Let's say you don't know anything about software testing. It makes sense that, to figure out status, you could be able to reduce the work to a set of basic primitives - maybe test cases. Then you can count the total number of test cases, the number to go, do some simple arithmetic, and come up with the percentage complete of the project, right?
A little more arithmetic, and we can come up with a predicted end-date of the project.
Likewise, if we have another primitive - say a bug report, and a field in bug tracker to indicate if the bug was discovered pre-or-post release, we can calculate our defect detection percentage - DDP.
With just a few of these "hard" measurements in place, we can manage our test - even who development projects quantitatively
, accomplishing the goals of CMMI level four, possibly five.
No, really, you can. I interviewed the CMMI product manager, J. Michael Phillips, in December of 2009, and he said so. The core metrics he recommended were something like time, features, productivity (source lines of code), and defects. If you want advice on how to perform this kind of best practice, you only need look to the latest issue of Professional Tester Magazine
What follows is a true story.
The Great CD Debacle
Not too many years ago I was hired into a remote office of a Fortune 200 company we'll call BigCo. BigCo has many businesses, but the purchasing organization created a sort of yellow pages for construction materials - big, thick, multi-volume books that had every product you could think of, and how to buy them. BigCo bought this much smaller product company, which I will call TinyDiv, in order to get technology to create and compile electronic catalogs onto a CD. The general idea was to ship compact disks instead of it's multi-volume (thick) sales catalogs. (Yes, folks, this was before the web was popular)
The project was quantitatively managed
, at least in that the director of software development had goals for budget and schedule.
Then Microsoft did something funny; they released Windows 98. (It might have been NT; It was over a decade ago) Now the outsourced testing company was happy to put Windows 98 on the list of operating systems to be tested - but this destroyed the schedule and the budget, costing the executives a few bonuses.

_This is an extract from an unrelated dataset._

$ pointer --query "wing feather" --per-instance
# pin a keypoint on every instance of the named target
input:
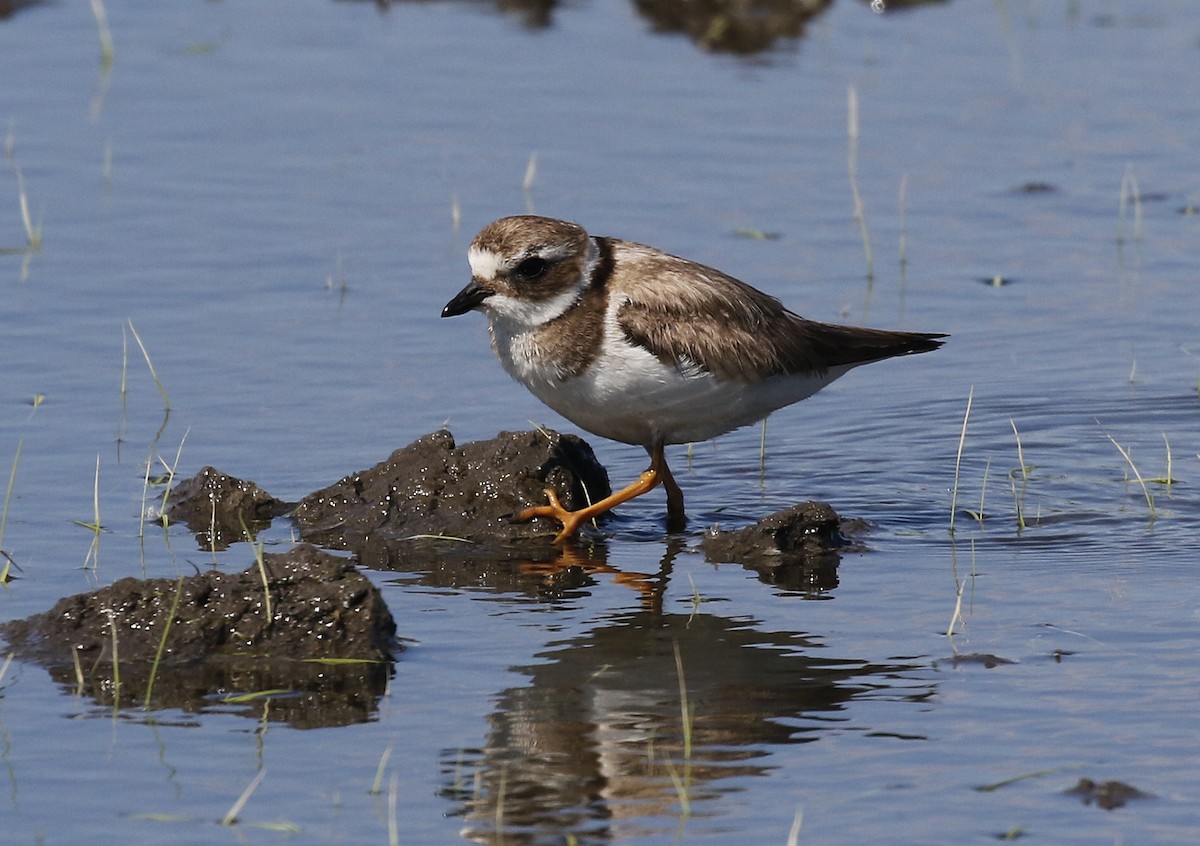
(693, 316)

The Director of Development took a pen, marked a line through Windows 98, and said "I will have our team QA that operating system."
Only, he didn't tell anyone that they, specifically, were responsible for testing it.

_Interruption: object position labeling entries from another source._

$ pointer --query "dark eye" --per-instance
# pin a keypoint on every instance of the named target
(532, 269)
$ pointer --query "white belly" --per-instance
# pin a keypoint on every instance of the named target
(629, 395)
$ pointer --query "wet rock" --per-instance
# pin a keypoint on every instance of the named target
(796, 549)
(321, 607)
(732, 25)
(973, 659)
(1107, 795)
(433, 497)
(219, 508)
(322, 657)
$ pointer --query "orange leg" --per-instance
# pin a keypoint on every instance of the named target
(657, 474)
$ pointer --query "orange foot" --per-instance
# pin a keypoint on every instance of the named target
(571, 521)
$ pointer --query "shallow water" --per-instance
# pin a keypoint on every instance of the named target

The CD did not just fail to install under the newest windows.
It did not just cause a blue screen.
It corrupted the hard drive such that the machine was unable to boot.

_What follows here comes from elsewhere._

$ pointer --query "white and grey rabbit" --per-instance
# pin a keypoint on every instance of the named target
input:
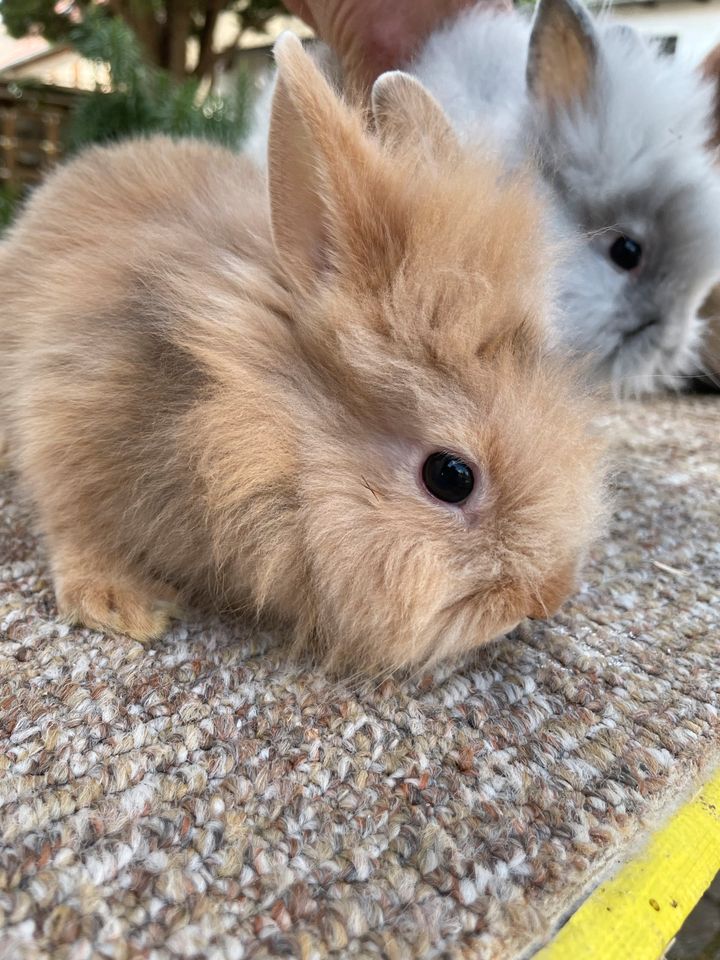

The result? The software was recalled. Within a year, corporate HQ moved the work that the CD-product team did to other offices. By the time I was hired, all that remained was the original TinyDiv, still working on that original product that worked and made money.
In my first week, two of my teammates took me upstairs, to show me an entire floor of Comerica building in downtown Grand Rapids, empty. "The CD people used to work here", they said, "If you see anything you want, take it. The lease is up in a month and it's going to the scrap yard."
How do I know about the project? Because I overheard people talking to the lawyers from corporate who wanted to sue to the QA company, and I heard the developers saying things the lawyers did not want to hear.
But gosh, what great defect detection percentage! Look at how many bugs QA found versus how many were found in the field! We only found one serious bug in the field! (Well, we might have found more, but we had to recall the product.)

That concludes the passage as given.